Minnesota State officials told the House Higher Education Finance and Policy Committee that fraudulent "ghost student" enrollments siphon federal and state aid and recommended investing roughly $1–1.5 million annually in automated identity-proofing across 33 institutions, plus annual reporting and equity reviews.

At an April 21, 2025 hearing of the Minnesota House Higher Education Finance and Policy Committee, Craig Munson, chief information security officer for Minnesota State Colleges and Universities, described a rise in so-called "ghost students" — fraudulent enrollments created with stolen or fictitious identities that can be used to obtain Pell Grants and other aid. Munson said the working group convened under last year’s session law has recommended technical and process improvements, including an automated identity-proofing system for all 33 Minnesota State institutions.

The recommendations matter because fraudsters conducting large-scale automated campaigns can divert federal and state financial aid and compromise institutional IT resources, Munson told the committee. "Ghost students are fraudulent enrollments created using stolen or fictitious identities," he said, and the system detects "thousands" of attempted fraudulent enrollments, though he declined to give detailed public counts at the hearing to avoid tipping off attackers. He recommended annual legislative reporting on trends, formalizing the fraud working group, enhanced staff training and equity impact assessments before new tools are implemented.
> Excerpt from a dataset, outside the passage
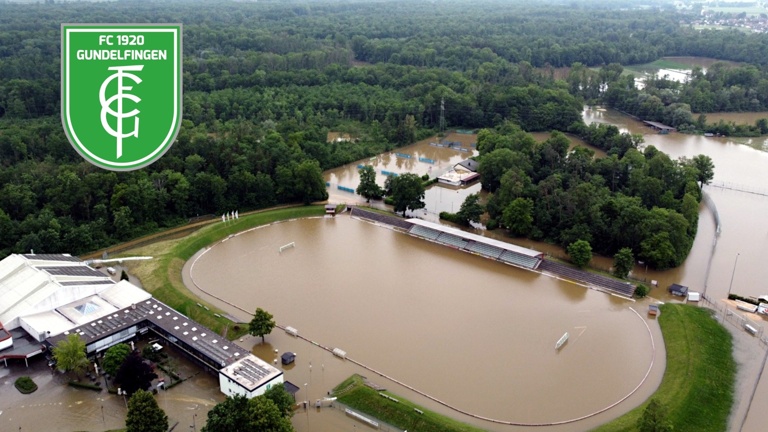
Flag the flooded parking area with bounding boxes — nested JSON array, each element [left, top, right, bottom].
[[187, 216, 663, 430], [0, 340, 225, 432]]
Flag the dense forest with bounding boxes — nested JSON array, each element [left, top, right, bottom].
[[0, 0, 756, 265], [477, 123, 713, 269]]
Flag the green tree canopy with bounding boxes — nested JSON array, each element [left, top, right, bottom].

The working group’s report, Munson said, documents both manual and technical safeguards already adopted and identifies automated identity proofing as the most impactful next step. The estimated recurring cost for an automated proofing system — including acquisition, implementation, support and maintenance — was given as roughly $1,000,000 to $1,500,000 per year. "An automated identity proofing system will dramatically speed up and expand on the manual identity-proofing processes that we're already doing today," Munson testified.
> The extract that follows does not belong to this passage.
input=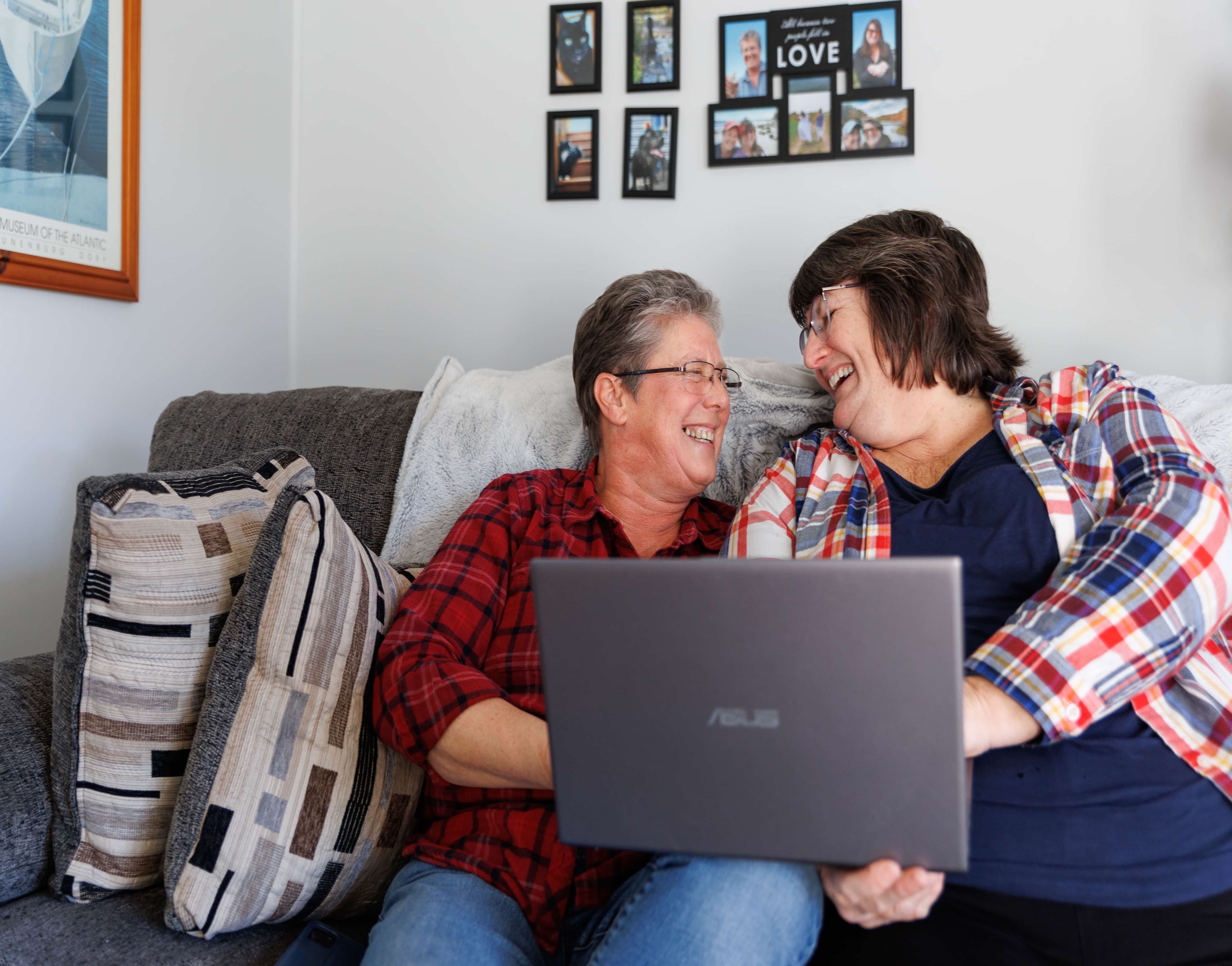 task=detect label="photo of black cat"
[556,10,595,84]
[548,4,602,94]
Members pressed for more detail on scope and cost. Representative Robbins asked for aggregate counts of attempts, the number that succeeded, and the fiscal impact on Pell Grants and state aid; Munson said that the number of detected attempts was "in the thousands" and offered to provide aggregated figures to members offline. Munson also told members the enrollment fraud user guide had been published and shared systemwide but acknowledged that full implementation across all campuses remains in progress.

Faculty witnesses told the committee that safeguards have reduced incidents but left operational gaps at the classroom level. Mark Grant, who represents Minnesota State College Faculty, said faculty have seen a significant decline in ghost-student enrollments but still lack clear, consistent guidance about steps to take when suspicious enrollments slip into a specific course. "We're still struggling with what to do on a course-specific level," Grant said, adding that faculty are reluctant to become de facto cybersecurity specialists and need explicit, practicable expectations and resources.

Representatives of the University of Minnesota and the Minnesota Private College Council described verification processes used at their institutions. Meredith Fergus, a financial-aid analyst for the University of Minnesota, said admissions and summer transcript verifications can lead to rescinded admission offers when identity checks fail; Paul Serkvinick, president of the Minnesota Private College Council, said most private residential institutions have seen limited fraud but are tightening identity verification.

The committee did not take further formal action on funding at the hearing. Members asked Minnesota State for follow-up materials including aggregate counts of attempts and the portion that drew aid, timing on suspicious-account freezes after disbursement, and more detail on user-guide implementation. The committee adjourned at the end of the hearing.

Next steps: Minnesota State said it will provide members with follow-up data and the committee signaled interest in considering funding and oversight measures to support automated proofing and continued training.